C ATTACK TRANSFERABILITY

We compare the attack transferability of various attack methods in this section. Table 6 compares the attack transferability of various attack methods given different pairs of a source victim model used for attack generation and a targeted model used for transfer attack evaluation, where the considered models (BERT, RoBERTa, and ALBERT) are normally trained on SST-2. As we can see, transfer attacks commonly lead to the ASR degradation. However, compared to baselines, TEXTGRAD yields better transfer attack performance in nearly all the cases. It is also worth noting that there exists a large ASR drop when NLP attacks transfer to an unseen model. Thus, it requires more in-depth future studies to tackle the question of how to improve transferability of NLP attacks.

D ABLATION STUDIES

Table 7 demonstrates the usefulness of proposed optimization tricks: random restarting and randomized sampling, where the former has been commonly used in generating adversarial images (Madry et al., 2018) , and the latter is critical to calculate input gradients. As we can see, both optimization tricks play positive roles in boosting the attack performance of TEXTGRAD. However, the use of randomized sampling seems more vital, as evidenced by the larger ASR drop (6%-14%) when using TEXTGRAD w/o randomized sampling. We also study the performance of variants of baselines. Specifically, BBA can be combined with different substitution generation methods. In our main experiments, we evaluate the attack performance of BBA using the substitution generation method of TEXTFOOLER, which adopts the word embedding similarity to generate substitutions. In Table 8 we test the performance of BBA when using the substitution generation method of BAE-R. From the experiment results, we highlight the following conclusions. First, as a more advanced attack method, BBA outperforms TEXTFOOLER and BAE-R that use greedy search during attack generation when using the same substitution generation methods. The substitution generation method of BAE-R also provides more advantages for attacking. Secondly, TEXTGRAD consistently outperforms black-box baselines, indicating the superiority of the gradient-driven optimization method when generating adversarial examples.
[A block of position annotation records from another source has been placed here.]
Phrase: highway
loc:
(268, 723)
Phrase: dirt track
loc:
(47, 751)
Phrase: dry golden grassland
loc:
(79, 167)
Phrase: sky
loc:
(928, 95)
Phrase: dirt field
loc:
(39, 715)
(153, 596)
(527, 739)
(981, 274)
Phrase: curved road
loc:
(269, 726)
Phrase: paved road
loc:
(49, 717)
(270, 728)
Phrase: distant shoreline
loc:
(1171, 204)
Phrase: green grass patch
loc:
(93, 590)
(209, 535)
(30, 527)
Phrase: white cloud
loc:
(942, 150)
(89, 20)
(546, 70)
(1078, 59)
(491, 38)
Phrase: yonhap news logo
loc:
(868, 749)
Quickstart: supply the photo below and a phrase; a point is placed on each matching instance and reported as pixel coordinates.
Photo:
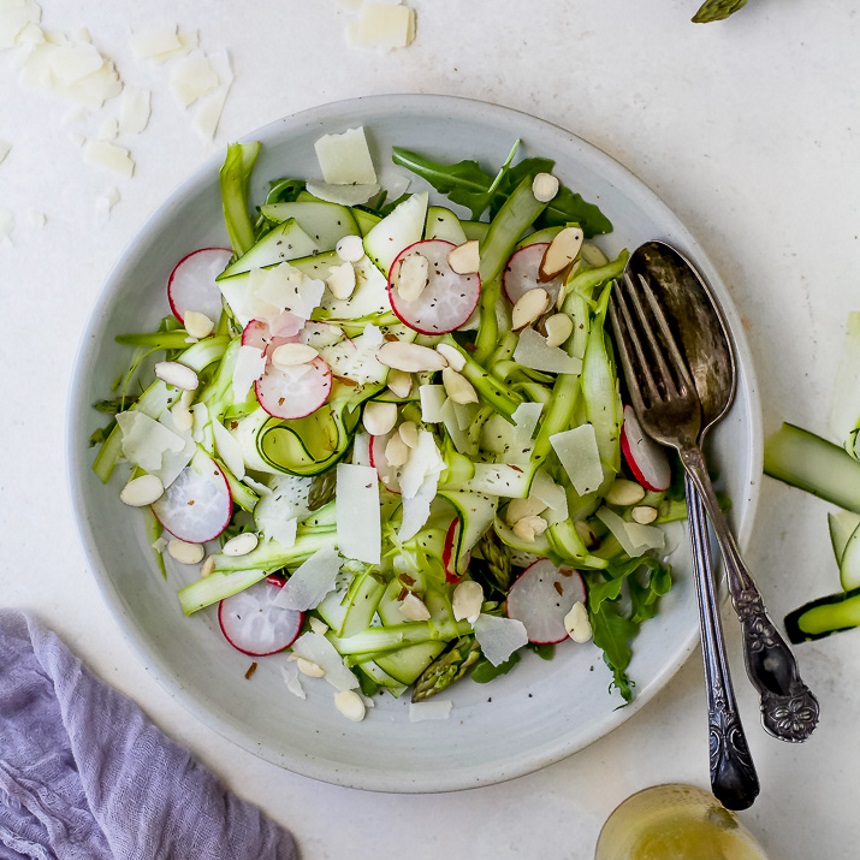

E PRELIMINARY HUMAN EVALUATION

Besides automatic evaluation, we also conduct human evaluations for justifying the validity of adversarial examples. Here an adversarial example is regarded as valid when its label annotated by a human annotator is consistent with the ground-truth label of the corresponding original example. During the evaluation, each annotator is asked to classify the sentiment labels (positive/negative) of the given sentences, thus requiring no domain knowledge. Note that the ground-truth label is not provided. The following instruction is displayed to the annotator during annotation: Please classify the sentiment of the movie review displayed above. Answer 0 if you think the sentiment in that movie review is negative and answer 1 if positive. Your answer (0/1) : Our method is compared with BAE, the baseline with the best attack quality according to Table 2 and 3. Specifically, We randomly sample 100 examples from the SST-2 dataset that are successfully attacked by both TEXTGRAD and BAE-R, resulting in 200 adversarial examples in total. These adversarial examples are randomly shuffled and annotated by four annotators. We compute the validity ratios according to the annotations of each annotator as well as the average validity ratio. Finally, the average validity ratios are 43.5% for TEXTGRAD and 39.75% for BAE-R, showing that the quality of adversarial examples generated by TEXTGRAD is slightly better than the baseline. We will also conduct more large-scale human evaluations in the next step. F CONVERGENCE ANALYSIS In Figure 2 , we further show the convergence trajectory of using TEXTGRAD-AT to fine-tune a pre-trained BERT, given by clean accuracy and robust accuracy vs. the training epoch number. We observe that the test-time clean accuracy decreases as the training epoch number increases, implying the accuracy-robustness tradeoff. We also note that the test-time robust accuracy quickly converges in two epochs. This suggests that benefiting from a large-scale pre-trained model, TEXTGRAD-AT can be used to enhance the robustness of downstream tasks in an efficient manner.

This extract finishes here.